Similar to Citi’s Lee, Chua also expects CICT to be a contender for the Mercatus assets.

“[A Singapore acquisition from its sponsor or the Mercatus assets], which could be co-invested, could be accretive if debt-funded at a 4.5% cap rate,” says Chua.

Further to his report, Chua sees CICT’s DPUs to improve by 12% y-o-y and 3% y-o-y in the FY2022 and FY2023 due to higher occupancies and rents in Singapore and Australian asset contributions.

In addition, the analyst sees negative retail rental reversions to moderate in FY2022 due to stronger tenant sales, especially for its more resilient suburban malls, and NPI contributions from CICT’s office properties to recover in the FY2022 after asset enhancement initiatives (AEIs) at 20 Collyer Quay and 6 Battery Road.

CapitaSpring post-development is also expected to contribute positively to CICT’s NPI during the period.
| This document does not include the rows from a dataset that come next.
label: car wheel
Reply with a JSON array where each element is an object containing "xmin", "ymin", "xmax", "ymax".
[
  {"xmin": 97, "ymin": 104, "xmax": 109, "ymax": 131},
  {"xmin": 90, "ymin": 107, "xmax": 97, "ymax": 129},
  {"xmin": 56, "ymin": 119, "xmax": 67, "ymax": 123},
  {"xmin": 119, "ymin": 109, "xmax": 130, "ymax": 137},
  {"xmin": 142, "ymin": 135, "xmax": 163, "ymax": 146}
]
… while these analysts are remaining “neutral” on the counter

UOB Kay Hian analyst Jonathan Koh has kept his “hold” call on CICT with an unchanged target price of $2.34, even as CICT’s results stood in line with his expectations.

Koh sees CICT being a “triple-play” on the reopening theme in Singapore.

“The substantial easing [of restrictions] will improve shopper traffic and tenant sales at CICT’s downtown malls and increase physical occupancy at its office buildings,” he writes.

In addition, the potential acquisition of the Mercatus portfolio would strengthen CICT’s defensive posture but requires an equity fund-raising exercise, given the scale of the acquisition.

“We expect the properties to be enhanced post acquisition to optimise returns,” says Koh.

At its share price of $2.14 as at Koh’s report dated July 29, CICT provides an FY2022 distribution yield of 5.3%.

Koh has kept his DPU forecasts unchanged.

RHB Group Research analyst Vijay Natarajan is the most negative on CICT even if he has maintained his “neutral” call.

In his report, Natarajan has lowered his target price of $2.30 from $2.35 as CICT’s 1HFY2022 results came in below expectations.

“Operationally, many of CICT’s assets are still ramping up, resulting in weaker income growth compared to peers,” he writes in his July 29 report. “The REIT has also been slightly more impacted from higher utility costs, with most of its hedges rolling over to high market rates.”

“With relatively high gearing, we believe accretive acquisitions are likely to be challenging, and see limited catalysts,” he adds, referring to CICT being a possible candidate for the Mercatus assets.

With the REIT’s high gearing of 40.6%, however, the analyst sees limitations in terms of DPU accretion.

That said, Natarajan still sees CICT’s Singapore office portfolio as a “bright spot” for the REIT, with occupancy improving q-o-q. The analyst is also upbeat on the retail sector, which is staging a recovery.

The analyst has lowered his DPU estimates for the FY2022 to FY2024 by 2%-3% after factoring in lower NPI margins. He has also given CICT a high ESG score of 3.3 out of 4.0.

“As its score is three notches above the country median, we apply a 6% ESG premium,” he says.

As at 11.31am, units in CICT are trading 1 cent lower or 0.46% down at $2.18.